Актриса Мельникова — особый разговор. Наблюдая ее уже не в первом спектакле, я отмечаю одну важную особенность — неприятие штампов. Словно каждую роль человек играет в первый раз и стремится к такой обезоруживающей органичности, что просто… веришь. И страхам, и радостям, и слезам.
Вообще здорово, когда режиссер находит общий язык с актерами. Чего стоит только сцена объяснения под граммофон. Сколько в ней тепла, человечности и жизненной нелепости. Просто находка! И одновременно — пример из учебника про простые предметные действия. Здесь на каждом шагу органика идет рука об руку с техникой. Это и движущиеся ширмы Гордона Крэга. Это и мейерхольдовский «откат-накат», когда практически все персонажи начинали свои роли с эмоционального нуля.

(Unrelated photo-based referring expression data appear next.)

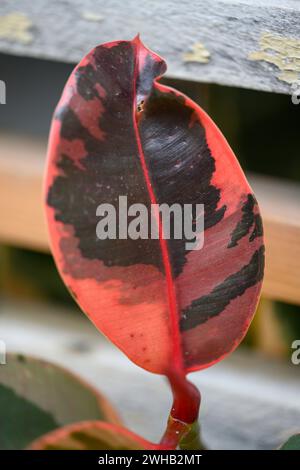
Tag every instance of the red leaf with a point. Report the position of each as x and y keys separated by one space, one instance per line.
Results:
x=118 y=131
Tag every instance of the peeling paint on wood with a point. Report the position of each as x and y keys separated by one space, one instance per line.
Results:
x=281 y=51
x=16 y=27
x=198 y=53
x=229 y=30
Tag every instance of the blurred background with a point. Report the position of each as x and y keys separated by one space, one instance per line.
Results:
x=261 y=124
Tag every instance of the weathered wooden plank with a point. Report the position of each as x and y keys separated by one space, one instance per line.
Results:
x=248 y=401
x=249 y=43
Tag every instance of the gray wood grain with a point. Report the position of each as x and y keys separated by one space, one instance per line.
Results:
x=248 y=401
x=252 y=44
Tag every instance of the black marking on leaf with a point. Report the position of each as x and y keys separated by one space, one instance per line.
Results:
x=211 y=305
x=258 y=228
x=179 y=161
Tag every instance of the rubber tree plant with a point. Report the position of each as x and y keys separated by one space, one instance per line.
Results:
x=118 y=130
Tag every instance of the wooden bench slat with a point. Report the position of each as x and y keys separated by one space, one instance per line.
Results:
x=247 y=43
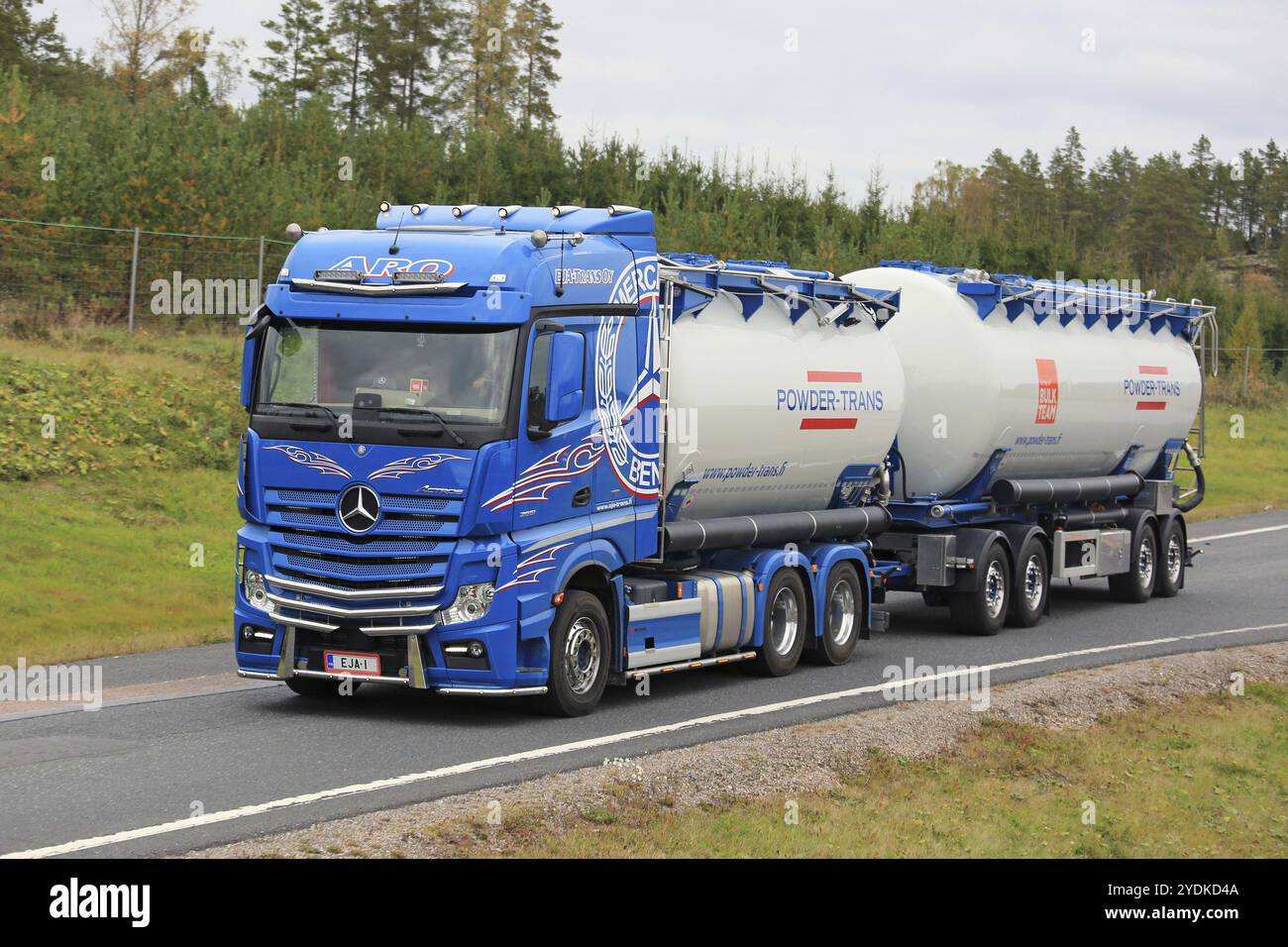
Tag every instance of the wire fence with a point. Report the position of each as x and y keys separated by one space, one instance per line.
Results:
x=80 y=273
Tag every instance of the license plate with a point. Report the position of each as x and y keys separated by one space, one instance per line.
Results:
x=352 y=663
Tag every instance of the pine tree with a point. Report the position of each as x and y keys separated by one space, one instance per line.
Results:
x=535 y=42
x=355 y=25
x=299 y=60
x=410 y=42
x=1068 y=183
x=489 y=72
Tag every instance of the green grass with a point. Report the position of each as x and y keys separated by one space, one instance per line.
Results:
x=101 y=565
x=1248 y=474
x=1206 y=780
x=98 y=521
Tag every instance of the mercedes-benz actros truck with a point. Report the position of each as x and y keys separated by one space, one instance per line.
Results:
x=505 y=451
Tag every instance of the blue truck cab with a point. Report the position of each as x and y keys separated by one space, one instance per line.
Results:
x=445 y=482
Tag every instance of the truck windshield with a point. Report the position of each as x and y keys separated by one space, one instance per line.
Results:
x=462 y=375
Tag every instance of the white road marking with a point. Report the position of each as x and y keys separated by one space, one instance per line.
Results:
x=541 y=753
x=1241 y=532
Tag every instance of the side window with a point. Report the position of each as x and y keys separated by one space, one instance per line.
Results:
x=537 y=377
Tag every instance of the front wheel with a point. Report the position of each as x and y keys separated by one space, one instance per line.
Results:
x=983 y=609
x=842 y=616
x=579 y=656
x=1171 y=561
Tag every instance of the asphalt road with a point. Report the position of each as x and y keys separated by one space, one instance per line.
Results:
x=174 y=762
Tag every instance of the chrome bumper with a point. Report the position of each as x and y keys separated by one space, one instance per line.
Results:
x=415 y=680
x=278 y=602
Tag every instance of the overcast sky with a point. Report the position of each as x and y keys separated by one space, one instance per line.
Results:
x=897 y=84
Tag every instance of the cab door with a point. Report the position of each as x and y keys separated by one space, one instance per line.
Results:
x=559 y=444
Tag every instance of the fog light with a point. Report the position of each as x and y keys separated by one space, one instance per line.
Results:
x=472 y=603
x=257 y=592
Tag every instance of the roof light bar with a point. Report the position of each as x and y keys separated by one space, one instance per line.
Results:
x=338 y=274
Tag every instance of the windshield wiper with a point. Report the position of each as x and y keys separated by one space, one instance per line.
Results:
x=301 y=405
x=433 y=415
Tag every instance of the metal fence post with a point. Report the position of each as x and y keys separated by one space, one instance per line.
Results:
x=134 y=275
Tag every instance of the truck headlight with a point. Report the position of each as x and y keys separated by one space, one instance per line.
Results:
x=253 y=583
x=472 y=603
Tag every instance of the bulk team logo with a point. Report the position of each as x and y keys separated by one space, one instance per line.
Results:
x=831 y=401
x=1151 y=388
x=1048 y=392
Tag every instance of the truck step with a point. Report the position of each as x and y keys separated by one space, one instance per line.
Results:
x=640 y=673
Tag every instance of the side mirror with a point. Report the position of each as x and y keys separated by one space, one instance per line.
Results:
x=566 y=377
x=249 y=351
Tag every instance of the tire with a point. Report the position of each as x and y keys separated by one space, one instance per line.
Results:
x=1136 y=583
x=1171 y=561
x=580 y=644
x=318 y=688
x=842 y=617
x=983 y=611
x=1030 y=586
x=786 y=625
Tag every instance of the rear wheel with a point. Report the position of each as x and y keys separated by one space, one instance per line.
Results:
x=842 y=616
x=1137 y=582
x=1171 y=562
x=1028 y=596
x=983 y=609
x=786 y=625
x=579 y=656
x=321 y=688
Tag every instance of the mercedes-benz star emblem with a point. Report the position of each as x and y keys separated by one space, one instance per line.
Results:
x=360 y=506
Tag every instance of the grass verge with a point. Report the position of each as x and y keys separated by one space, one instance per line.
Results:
x=1247 y=462
x=103 y=565
x=1206 y=779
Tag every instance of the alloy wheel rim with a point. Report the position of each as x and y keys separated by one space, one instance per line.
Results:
x=840 y=618
x=995 y=589
x=1034 y=582
x=784 y=621
x=1173 y=560
x=1145 y=564
x=581 y=656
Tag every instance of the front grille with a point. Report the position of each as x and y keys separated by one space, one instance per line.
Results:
x=309 y=496
x=399 y=570
x=362 y=547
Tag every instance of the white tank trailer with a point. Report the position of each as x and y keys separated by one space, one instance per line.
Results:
x=769 y=414
x=1064 y=399
x=1042 y=423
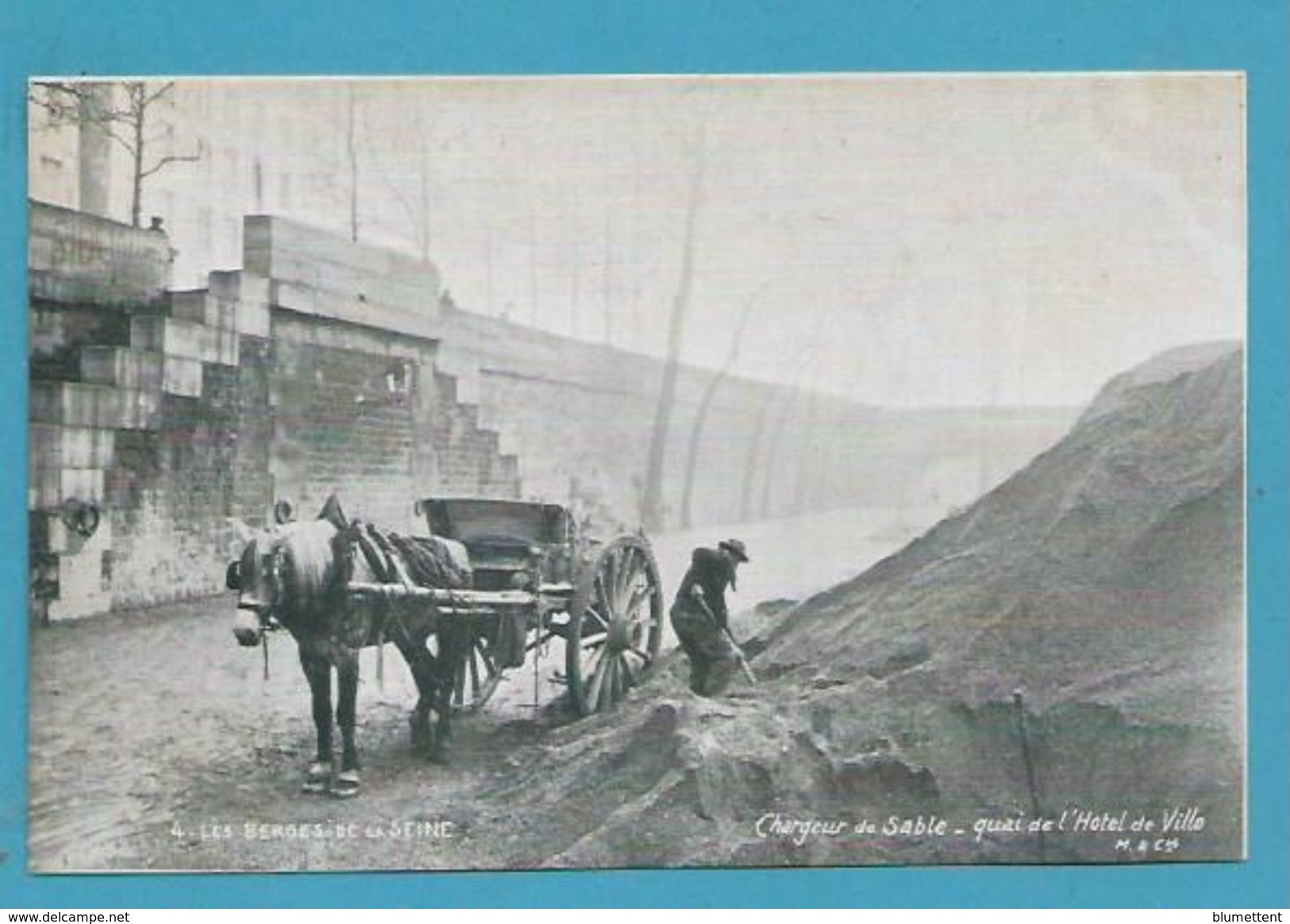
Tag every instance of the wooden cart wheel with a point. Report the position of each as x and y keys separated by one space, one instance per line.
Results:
x=615 y=625
x=476 y=676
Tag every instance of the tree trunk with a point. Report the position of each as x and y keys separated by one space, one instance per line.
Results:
x=701 y=416
x=137 y=111
x=652 y=503
x=352 y=152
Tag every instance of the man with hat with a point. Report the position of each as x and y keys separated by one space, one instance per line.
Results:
x=699 y=616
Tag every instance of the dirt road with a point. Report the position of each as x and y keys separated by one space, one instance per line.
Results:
x=158 y=744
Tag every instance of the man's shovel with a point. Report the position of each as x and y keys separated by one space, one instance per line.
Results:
x=738 y=652
x=742 y=660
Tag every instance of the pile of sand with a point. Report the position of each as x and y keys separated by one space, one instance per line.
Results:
x=1104 y=581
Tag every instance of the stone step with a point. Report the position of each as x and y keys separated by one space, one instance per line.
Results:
x=121 y=367
x=48 y=488
x=53 y=445
x=80 y=404
x=185 y=338
x=182 y=377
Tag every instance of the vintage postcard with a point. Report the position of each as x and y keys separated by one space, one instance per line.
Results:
x=600 y=472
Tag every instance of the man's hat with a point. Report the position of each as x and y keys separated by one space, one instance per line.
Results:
x=736 y=549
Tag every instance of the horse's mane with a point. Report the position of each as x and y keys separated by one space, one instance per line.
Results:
x=316 y=567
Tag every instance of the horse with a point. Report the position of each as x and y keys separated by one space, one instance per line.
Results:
x=295 y=576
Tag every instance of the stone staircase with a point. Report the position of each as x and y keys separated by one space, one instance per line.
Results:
x=110 y=389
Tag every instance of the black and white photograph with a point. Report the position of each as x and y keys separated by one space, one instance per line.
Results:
x=605 y=472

На пресс-конференции художник Андрей Климов что-то такое говорил про кропотливый подход к костюмам, но того, что получится эффект «второй кожи», наверное, не ожидал и он сам. Из придумок художника-постановщика Валерия Фомина, конечно же, нельзя не отметить смелый «иконостас» женихов (впрочем, спорный) и, разумеется, модную европейскую тенденцию к организации просторного сценического пространства за счет минимума мебели и устремленных ввысь вертикалей.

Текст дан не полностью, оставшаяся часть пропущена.